His administration on Wednesday was pressing the case for tax increases. Treasury Secretary Janet Yellen said it was “self-defeating” for then-President Donald Trump to assume that cutting the corporate tax rate to 21% from 35% in 2017 would make the economy more competitive and unleash growth. Yellen said that competing on tax rates came at the expense of investing in workers.

“Tax reform is not a zero-sum game,” she told reporters on a call. “Win-win is an overused phrase, but we have a win-win in front of us now.”

Yellen said the tax increases would produce roughly $2.5 trillion in revenues over 15 years, enough to cover the eight years’ worth of infrastructure investments being proposed.

The roughly $200 billion gap between how much the taxes would raise and how much the administration wants to spend suggests there is space to address critics, such as West Virginia Sen. Joe Manchin, a key Democratic vote, who would prefer a 25% rate.

Manchin also came out Wednesday against the budget reconciliation process that would allow Democrats to push the bill through the Senate with just a 51-vote majority, rather than the 60 votes that would be required to overcome a GOP filibuster.

“Senate Democrats must avoid the temptation to abandon our Republican colleagues on important national issues,” Manchin wrote in a Washington Post op-ed essay. “Republicans, however, have a responsibility to stop saying no, and participate in finding real compromise with Democrats.”

Commerce Secretary Gina Raimondo said businesses and lawmakers should come to the bargaining table, noting that there could be room to negotiate on the rate and timeline.

“There is room for compromise,” Raimondo said at a White House briefing. “What we cannot do, and what I am imploring the business community not to do, is to say, ‘We don’t like 28. We’re walking away.
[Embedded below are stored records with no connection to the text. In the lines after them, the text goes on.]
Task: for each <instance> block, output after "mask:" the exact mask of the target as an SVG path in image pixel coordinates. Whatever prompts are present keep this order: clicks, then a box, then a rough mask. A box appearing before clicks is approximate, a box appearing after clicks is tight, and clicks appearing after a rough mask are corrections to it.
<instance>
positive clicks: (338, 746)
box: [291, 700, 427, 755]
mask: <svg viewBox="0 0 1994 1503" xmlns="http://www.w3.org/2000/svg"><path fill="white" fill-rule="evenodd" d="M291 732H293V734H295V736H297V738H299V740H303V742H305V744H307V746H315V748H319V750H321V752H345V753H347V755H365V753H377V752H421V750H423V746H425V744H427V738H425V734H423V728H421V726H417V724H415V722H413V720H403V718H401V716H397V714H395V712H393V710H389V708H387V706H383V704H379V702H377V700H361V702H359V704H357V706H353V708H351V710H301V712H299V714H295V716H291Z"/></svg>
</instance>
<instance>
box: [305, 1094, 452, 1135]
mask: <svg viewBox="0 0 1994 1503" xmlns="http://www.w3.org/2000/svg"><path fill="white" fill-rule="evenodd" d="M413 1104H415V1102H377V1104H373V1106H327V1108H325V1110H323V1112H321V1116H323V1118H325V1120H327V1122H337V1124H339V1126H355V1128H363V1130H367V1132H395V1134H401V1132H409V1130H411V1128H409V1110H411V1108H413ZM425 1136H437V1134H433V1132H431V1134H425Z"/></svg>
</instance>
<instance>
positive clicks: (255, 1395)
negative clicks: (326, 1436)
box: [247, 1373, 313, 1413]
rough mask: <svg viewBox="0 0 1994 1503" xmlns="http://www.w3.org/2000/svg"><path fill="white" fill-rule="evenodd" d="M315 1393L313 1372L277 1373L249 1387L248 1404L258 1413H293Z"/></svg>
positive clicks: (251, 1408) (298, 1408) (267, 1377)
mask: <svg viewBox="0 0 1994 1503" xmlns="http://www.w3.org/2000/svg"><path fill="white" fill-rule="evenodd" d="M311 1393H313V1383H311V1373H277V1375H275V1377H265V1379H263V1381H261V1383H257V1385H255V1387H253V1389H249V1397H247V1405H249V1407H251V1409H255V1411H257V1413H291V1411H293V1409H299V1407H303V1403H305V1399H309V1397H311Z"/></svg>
We’re not discussing.’”

Key to the Biden administration’s pitch is bringing corporate tax revenues closer to their historic levels, rather than raising them to new highs that could make U.S. businesses less competitive globally.

Trump’s 2017 tax cuts halved corporate tax revenues to 1% of gross domestic product, which is a measure of the total income in the economy. Revenues had previously equaled 2% of GDP. That higher figure is still below the 3% average of peer nations in the Organization for Economic Co-operation and Development, the Treasury Department said in its summary of the plan.

Still, some say the administration’s claim is misleading.

“The administration should use statistics that directly measure the burden on the corporate sector,” said Kyle Pomerleau, a fellow at the conservative American Enterprise Institute. “In fact, many measures of effective tax rates show that the U.S.’s burden is pretty close to middle of the road. Biden’s plan would certainly push up to the high end among our major trading partners.”

Business groups such as the U.S. Chamber of Commerce and the Business Roundtable argue that higher taxes would hurt U.S. companies operating worldwide and the wider economy.

The Penn-Wharton Budget Model issued a report Wednesday saying the combined spending and taxes would cause government debt to rise by 2031 and then decrease by 2050. But following the plan, GDP would be lower by 0.8% in 2050.